Perselisihan Tanah Hyderabad: Masalah Keluarga, Bukan Politik: Avinav Shah

(MENAFN- AsiaNet News)

Pemilik Tanah Menyangkal Kaitan Politik, Sebutnya ‘Perselisihan Keluarga’

Di tengah kasus perebutan tanah yang sedang berlangsung, pemilik tanah Avinav Shah pada Selasa menepis upaya untuk mengaitkan sengketa tanah yang tengah berjalan di Hyderabad dengan motif politik, dengan menegaskan bahwa masalah tersebut semata-mata persoalan batas keluarga dan tidak ada keterlibatan Menteri Telangana Ponguleti Srinivas Reddy.

Berbicara kepada ANI, Shah mengatakan, “Saya tidak mengerti mengapa mereka memberi sudut pandang politik pada perselisihan keluarga… Urusan kami murni dan sederhana adalah sengketa batas—di mana tujuan utama kami adalah agar dilakukan survei sehingga kami bisa merebut kembali tanah kami, dan mereka bisa merebut kembali milik mereka.
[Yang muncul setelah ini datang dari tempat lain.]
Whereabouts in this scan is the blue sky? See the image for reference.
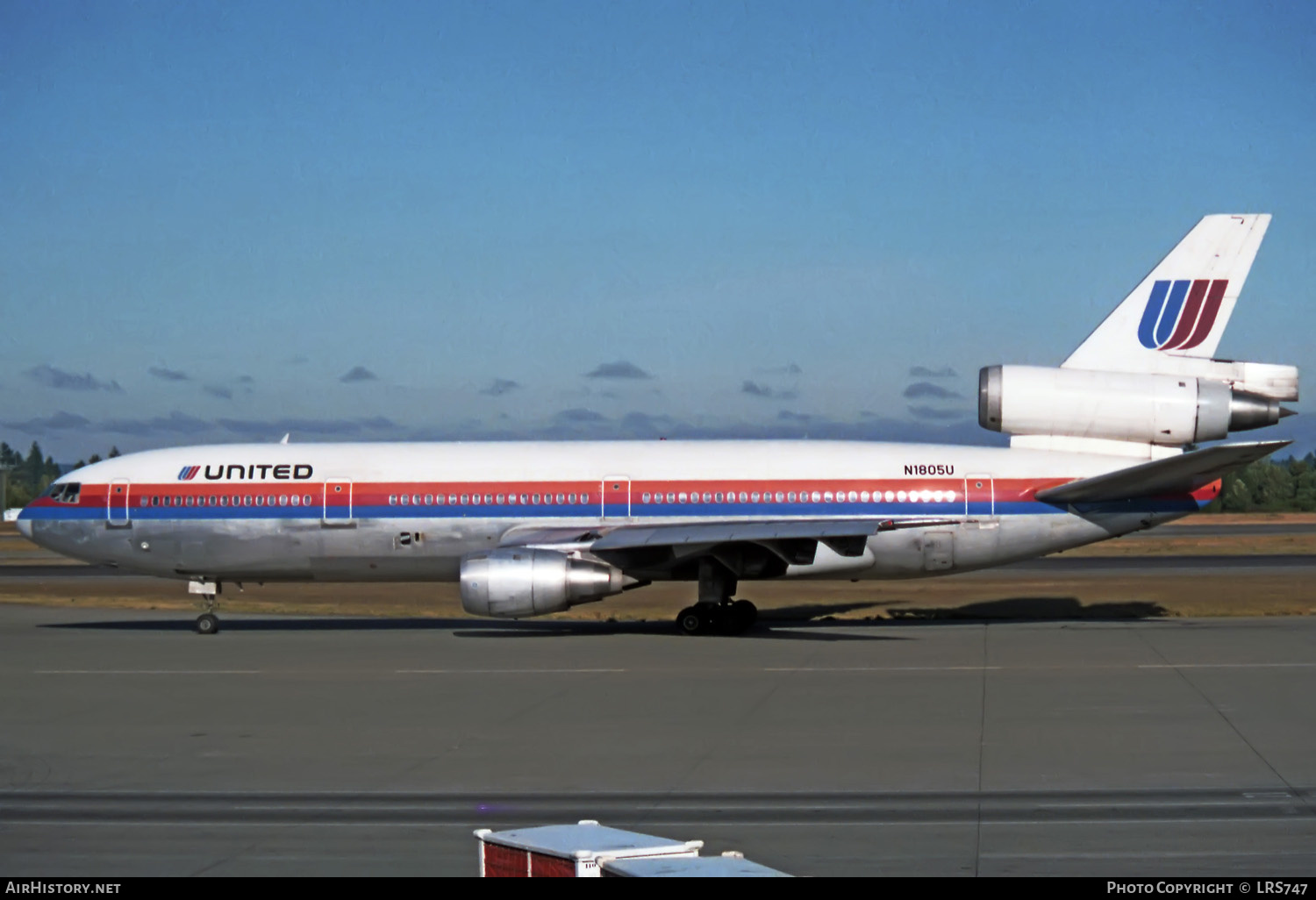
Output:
[0,0,1316,460]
Selain ini, sama sekali tidak ada motif lain atau agenda terselubung yang terlibat.”

Ia juga mengingatkan agar tidak menyeret nama-nama politik ke dalam kontroversi. “Saya tidak percaya itu tepat untuk menyeret pihak lain ke dalam ini, atau untuk menyebut nama tertentu, hanya untuk menghebohkan isu dan membawanya ke media… Tidak ada keterlibatan Ponguleti Srinivas Reddy,” tambahnya.
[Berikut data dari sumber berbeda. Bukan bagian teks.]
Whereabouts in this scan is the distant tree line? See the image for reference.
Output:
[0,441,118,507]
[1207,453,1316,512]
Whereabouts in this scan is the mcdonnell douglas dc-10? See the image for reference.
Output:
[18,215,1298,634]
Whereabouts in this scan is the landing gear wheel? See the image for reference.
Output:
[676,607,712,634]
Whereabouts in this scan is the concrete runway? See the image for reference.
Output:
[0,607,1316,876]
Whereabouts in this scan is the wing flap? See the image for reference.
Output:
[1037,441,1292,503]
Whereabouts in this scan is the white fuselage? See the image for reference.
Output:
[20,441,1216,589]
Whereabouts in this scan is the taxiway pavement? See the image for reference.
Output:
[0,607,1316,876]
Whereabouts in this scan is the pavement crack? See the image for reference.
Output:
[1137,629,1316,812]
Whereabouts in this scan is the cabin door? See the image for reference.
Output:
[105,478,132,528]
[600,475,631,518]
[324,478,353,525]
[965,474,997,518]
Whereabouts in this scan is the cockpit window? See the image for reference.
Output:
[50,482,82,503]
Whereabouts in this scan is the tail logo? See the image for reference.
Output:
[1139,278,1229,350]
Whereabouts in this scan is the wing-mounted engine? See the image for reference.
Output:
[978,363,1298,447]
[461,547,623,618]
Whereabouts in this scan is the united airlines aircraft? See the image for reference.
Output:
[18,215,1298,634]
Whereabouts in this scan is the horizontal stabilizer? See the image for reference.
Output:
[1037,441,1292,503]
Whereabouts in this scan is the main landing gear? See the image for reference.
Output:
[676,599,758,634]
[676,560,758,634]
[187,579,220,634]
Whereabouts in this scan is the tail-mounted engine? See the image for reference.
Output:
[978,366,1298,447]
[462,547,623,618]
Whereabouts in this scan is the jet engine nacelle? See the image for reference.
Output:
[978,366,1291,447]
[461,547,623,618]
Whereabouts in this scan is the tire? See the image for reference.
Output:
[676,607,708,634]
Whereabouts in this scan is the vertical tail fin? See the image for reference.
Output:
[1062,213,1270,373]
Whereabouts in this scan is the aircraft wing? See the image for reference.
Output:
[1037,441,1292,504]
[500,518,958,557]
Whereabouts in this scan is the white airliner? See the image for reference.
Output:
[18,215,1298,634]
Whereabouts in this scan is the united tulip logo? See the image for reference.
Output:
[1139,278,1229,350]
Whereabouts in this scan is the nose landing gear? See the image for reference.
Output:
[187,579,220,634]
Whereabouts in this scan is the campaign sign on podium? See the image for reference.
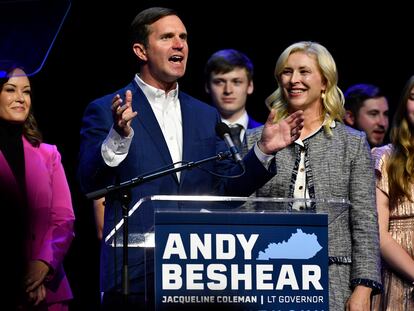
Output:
[108,196,348,311]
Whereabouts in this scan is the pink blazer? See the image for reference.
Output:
[0,138,75,303]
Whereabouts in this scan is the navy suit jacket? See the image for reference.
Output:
[78,81,273,292]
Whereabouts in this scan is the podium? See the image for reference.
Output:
[105,195,349,311]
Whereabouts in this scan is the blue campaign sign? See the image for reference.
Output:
[155,212,329,311]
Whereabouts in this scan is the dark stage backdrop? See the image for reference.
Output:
[22,0,414,310]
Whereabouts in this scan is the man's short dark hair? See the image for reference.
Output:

Sementara tuduhan dan bantahan terus berlanjut, Avinav Shah menyatakan bahwa sengketa ini harus diselesaikan secara hukum melalui survei tanah yang benar, dengan mendesak semua pihak untuk menghindari politisasi masalah tersebut. Pernyataan ini muncul di tengah meningkatnya tuduhan dari pemilik tanah lain dan para pemimpin oposisi.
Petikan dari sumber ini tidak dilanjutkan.